The bill concentrates discretion in the Commission in two contrasting ways: it mandates integrity standards and gives the Commissioner power to designate key positions and to issue national‑security directions, yet many of those powers rely on subjective judgments (what is ‘‘critical to performance’’ or ‘‘risk to national interest’’). That amplifies the importance of procedural safeguards—consultation steps are required for vendor directions and the Commissioner must consult Ministers on the performance‑review framework, but statutory checks on the use of classified material and the thresholds for intervention remain narrow and could prompt disputes about fairness and reviewability.
Employment‑law friction is another unresolved area. The tight limits on who can carry forward collective‑agreement coverage after transfers aim to reduce legal uncertainty, but they reallocate bargaining coverage in ways that may not match employees’ expectations or long‑standing workplace arrangements; the statute preserves party agreement as an escape valve, but where parties disagree the outcome could be contested in the Employment Relations Authority and courts.
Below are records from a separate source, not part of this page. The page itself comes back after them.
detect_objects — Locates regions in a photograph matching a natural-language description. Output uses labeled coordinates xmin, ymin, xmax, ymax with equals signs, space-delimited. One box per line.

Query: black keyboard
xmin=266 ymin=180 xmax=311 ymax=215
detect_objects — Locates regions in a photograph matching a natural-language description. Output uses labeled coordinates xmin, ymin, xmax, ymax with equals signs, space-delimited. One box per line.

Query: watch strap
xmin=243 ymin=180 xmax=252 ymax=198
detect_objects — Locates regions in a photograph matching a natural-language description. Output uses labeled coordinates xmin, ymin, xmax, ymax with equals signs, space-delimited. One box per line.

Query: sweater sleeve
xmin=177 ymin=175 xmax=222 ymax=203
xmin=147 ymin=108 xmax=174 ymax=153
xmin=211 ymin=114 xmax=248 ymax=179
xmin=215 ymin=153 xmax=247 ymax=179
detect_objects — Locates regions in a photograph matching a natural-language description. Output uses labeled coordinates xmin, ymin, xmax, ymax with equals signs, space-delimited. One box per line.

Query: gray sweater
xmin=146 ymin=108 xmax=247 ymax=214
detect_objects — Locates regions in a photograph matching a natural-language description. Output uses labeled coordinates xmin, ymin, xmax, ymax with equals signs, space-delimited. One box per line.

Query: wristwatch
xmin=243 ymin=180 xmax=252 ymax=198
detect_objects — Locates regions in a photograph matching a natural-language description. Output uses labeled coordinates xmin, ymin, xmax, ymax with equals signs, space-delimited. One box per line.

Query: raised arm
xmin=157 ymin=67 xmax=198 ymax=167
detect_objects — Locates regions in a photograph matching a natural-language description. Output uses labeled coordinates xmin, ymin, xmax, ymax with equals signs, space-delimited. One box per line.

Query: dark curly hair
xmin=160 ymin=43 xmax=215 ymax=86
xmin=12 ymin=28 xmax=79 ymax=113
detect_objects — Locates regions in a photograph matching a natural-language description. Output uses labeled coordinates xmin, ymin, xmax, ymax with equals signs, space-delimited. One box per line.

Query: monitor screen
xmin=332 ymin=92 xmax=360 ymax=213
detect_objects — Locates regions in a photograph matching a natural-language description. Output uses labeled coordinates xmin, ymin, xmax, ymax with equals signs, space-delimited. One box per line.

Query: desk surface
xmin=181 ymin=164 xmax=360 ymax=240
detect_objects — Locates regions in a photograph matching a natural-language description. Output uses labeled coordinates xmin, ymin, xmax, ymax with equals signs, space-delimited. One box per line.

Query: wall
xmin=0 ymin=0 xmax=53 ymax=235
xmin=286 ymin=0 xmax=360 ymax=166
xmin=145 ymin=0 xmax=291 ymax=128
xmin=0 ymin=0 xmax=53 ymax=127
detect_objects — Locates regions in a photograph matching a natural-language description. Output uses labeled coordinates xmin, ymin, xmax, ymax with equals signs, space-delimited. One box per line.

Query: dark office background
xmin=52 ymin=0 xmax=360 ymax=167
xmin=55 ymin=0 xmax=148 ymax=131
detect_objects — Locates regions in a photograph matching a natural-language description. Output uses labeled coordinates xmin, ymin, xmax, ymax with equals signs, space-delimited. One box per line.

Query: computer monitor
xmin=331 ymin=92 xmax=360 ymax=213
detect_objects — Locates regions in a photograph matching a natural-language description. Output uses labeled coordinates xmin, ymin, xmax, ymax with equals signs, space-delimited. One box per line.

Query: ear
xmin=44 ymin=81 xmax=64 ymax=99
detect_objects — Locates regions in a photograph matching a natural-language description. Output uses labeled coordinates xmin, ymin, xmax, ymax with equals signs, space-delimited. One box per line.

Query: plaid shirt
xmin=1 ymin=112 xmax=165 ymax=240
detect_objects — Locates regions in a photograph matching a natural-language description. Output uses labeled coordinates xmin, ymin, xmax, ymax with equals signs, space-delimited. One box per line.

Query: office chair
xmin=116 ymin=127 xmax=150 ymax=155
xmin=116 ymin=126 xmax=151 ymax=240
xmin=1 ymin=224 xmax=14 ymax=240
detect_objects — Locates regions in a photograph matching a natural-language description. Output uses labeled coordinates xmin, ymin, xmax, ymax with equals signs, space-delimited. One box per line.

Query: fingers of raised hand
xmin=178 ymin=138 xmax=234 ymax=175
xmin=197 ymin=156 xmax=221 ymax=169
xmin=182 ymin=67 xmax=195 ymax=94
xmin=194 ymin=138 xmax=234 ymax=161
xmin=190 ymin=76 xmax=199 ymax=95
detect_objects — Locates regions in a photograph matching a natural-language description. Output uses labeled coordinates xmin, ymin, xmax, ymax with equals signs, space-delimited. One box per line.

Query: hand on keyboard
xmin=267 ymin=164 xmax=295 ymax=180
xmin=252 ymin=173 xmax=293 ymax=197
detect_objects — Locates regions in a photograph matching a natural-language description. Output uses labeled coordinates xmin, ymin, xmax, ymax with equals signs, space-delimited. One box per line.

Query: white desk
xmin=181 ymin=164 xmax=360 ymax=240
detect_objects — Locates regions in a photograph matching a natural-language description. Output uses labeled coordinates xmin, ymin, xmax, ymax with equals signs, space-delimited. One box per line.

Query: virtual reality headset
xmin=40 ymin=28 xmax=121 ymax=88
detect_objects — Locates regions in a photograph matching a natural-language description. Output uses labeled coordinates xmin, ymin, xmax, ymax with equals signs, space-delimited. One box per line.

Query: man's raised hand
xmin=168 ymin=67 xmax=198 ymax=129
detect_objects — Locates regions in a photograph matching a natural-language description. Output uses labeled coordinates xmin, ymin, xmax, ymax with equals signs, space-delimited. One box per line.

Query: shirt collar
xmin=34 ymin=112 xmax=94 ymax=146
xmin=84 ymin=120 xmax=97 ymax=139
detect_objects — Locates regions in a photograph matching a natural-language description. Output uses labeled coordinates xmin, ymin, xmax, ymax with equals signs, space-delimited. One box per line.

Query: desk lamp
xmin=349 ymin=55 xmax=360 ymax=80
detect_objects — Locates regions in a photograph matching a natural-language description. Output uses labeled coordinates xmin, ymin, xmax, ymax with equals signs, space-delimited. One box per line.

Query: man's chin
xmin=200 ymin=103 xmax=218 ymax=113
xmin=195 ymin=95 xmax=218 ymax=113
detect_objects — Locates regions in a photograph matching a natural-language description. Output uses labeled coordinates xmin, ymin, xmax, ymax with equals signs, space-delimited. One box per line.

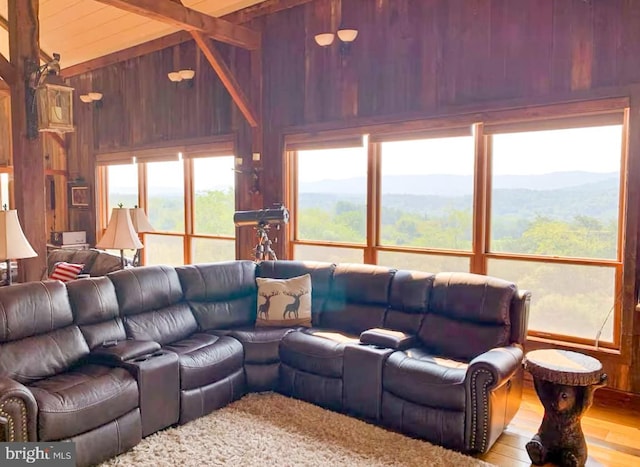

Cost‑recovery for Commission reviews shifts financial burden onto agencies and may deter cooperation or produce uneven incentives between central oversight and frontline delivery.
Finally, relying on classified security information to justify vendor restrictions solves confidentiality problems but creates transparency and contestability risks. The CSI‑summary mechanism provides a limited remedy, yet the Commissioner and specified agency heads can refuse to provide a meaningful summary if doing so would itself disclose classified material; affected vendors may therefore face de‑facto exclusion with constrained procedural recourse.
Litigation pathways are provided, but the practical limits on evidence and remedies in national‑security contexts leave open whether affected parties can obtain effective judicial review or compensation.